L’elemento politico principale di questo referendum è che la sinistra chiama a raccolta il popolo per chiedere di cancellare una norma fatta dalla… sinistra! E’ stato proprio il Partito Democratico, infatti, a volere, ideare e votare il Jobs Act che nel 2016 ha consentito di modernizzare il mondo del lavoro superando la legge Fornero. Qualora passasse il Referendum, si tornerebbe alla legge Fornero con molte meno tutele per i lavoratori e per il mondo del lavoro. In ogni caso, è imbarazzante (per loro) vedere tanti esponenti del Pd che hanno votato la legge del Jobs Act pochi anni fa, oggi impegnarsi per cancellarla tramite referendum abrogativo. Poveretti.
Lo stesso Pd e la stessa sinistra che oggi propongono di cancellare queste norme, fino a due anni fa hanno governato l’Italia ininterrottamente per 11 anni: perchè non le hanno cancellate quando erano al Governo? In questa domanda c’è un’altra risposta sulle vere ragioni di questa consultazione elettorale, limitata a rappresentare un gioco di potere interno alla sinistra.
Ma il dettaglio più assurdo di questi ultimi giorni di campagna elettorale arriva proprio dall’ipocrisia assoluta della sinistra che oggi predica l’importanza di recarsi al voto come una sorta di obbligo civico: la nuova patente di “bravi cittadini” viene assegnata non più soltanto a coloro che chiudono il rubinetto mentre lavano i denti, praticano la raccolta differenziata, utilizzano l’auto elettrica e i pannelli fotovoltaici, ma adesso anche a chi va a votare al referendum abrogativo.
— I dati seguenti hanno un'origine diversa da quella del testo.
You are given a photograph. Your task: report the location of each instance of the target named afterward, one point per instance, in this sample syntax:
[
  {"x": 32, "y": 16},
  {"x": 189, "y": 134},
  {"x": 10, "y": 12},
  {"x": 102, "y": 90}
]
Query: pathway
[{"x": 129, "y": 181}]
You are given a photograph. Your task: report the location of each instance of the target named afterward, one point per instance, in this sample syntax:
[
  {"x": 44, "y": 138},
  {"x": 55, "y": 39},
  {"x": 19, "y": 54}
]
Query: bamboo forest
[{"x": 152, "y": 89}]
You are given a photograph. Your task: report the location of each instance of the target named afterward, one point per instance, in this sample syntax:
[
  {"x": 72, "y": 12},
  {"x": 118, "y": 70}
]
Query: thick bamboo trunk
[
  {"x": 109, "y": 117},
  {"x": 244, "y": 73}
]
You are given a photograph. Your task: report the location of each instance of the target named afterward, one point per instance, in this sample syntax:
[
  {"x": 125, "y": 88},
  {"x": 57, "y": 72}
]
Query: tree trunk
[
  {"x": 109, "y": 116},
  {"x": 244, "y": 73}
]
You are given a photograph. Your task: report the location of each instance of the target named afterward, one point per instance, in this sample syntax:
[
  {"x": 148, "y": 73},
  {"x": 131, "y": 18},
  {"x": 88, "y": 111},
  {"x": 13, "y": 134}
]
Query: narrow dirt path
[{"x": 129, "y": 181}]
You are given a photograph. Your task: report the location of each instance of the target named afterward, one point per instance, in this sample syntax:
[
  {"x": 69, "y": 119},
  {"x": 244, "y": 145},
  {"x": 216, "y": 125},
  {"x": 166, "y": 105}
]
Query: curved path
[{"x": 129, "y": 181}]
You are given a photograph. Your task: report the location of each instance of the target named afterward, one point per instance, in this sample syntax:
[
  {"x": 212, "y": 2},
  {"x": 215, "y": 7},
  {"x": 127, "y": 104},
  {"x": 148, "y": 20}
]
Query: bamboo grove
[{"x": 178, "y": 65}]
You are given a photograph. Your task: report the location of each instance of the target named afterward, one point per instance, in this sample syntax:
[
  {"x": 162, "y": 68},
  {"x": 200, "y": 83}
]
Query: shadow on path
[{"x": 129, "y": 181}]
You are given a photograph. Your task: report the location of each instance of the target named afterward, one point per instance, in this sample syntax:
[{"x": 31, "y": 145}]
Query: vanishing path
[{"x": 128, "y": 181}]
Gli altri, quelli che si astengono, sono brutti e cattivi, incivili, ignoranti, trogloditi, reietti.
E invece la realtà è che l’astensione è uno strumento sempre legittimo, anche in caso di elezioni politiche, amministrative o di qualsiasi natura. Non è uno strumento utile a misurare la qualità della cittadinanza; semmai è una spia di quanto la classe politica sia o meno vicina ai cittadini. In ogni caso, per quanto riguarda i referendum abrogativi si tratta di uno strumento politico, scelto dai padri fondatori della nostra Repubblica e previsto dall’articolo 75 della Costituzione. In caso di mancato raggiungimento del quorum (50% degli aventi diritto al voto), la norma resta in vigore. Quindi nel caso dei referendum abrogativi, l’astensione non è soltanto legittima ma anche consapevole scelta politica, scelta civica quindi. Equivale ad andare a votare! Negli altri casi, chi si astiene delega le proprie scelte agli altri concittadini. Nel caso del referendum abrogativo, invece, astenersi significa contribuire a prendere una decisione esprimendo il proprio parere.
Tant’è che tutti i partiti, quando non vogliono abrogare una norma, invitano all’astensione.
Lo hanno sempre fatto in tempi non sospetti alcuni tra i più grandi statisti della Storia d’Italia. Oggi lo fa ovviamente il Centrodestra, ma tre anni fa lo faceva il Centrosinistra che non voleva passasse il Referendum sulla Giustizia e invitò gli italiani ad andare al mare. C’erano gli articoli di Repubblica che invitavano proprio a non recarsi alle urne per non consentire il raggiungimento del quorum:

Anche stavolta i sondaggisti prevedono un’affluenza del 30%. In base a questi dati, alla storia recente dei Referendum abrogativi in Italia e alle attuali sensibilità del Paese, non abbiamo alcun dubbio che questo referendum fallirà clamorosamente e sarà l’ennesima batosta democratica per una sinistra che da quando è all’opposizione ha totalmente perso la bussola, come dimostra il continuo e costante incremento dei consensi del governo Meloni che a settembre 2022 è stato eletto con il 43,8% dei voti, alle elezioni europee dello scorso anno aveva raggiunto il 47,3% dei consensi e oggi è oltre il 48-49% in tutti i sondaggi. Un caso più unico che raro nella storia, di un Governo in carica che con il passare degli anni vede il proprio apprezzamento incrementare anziché diminuire.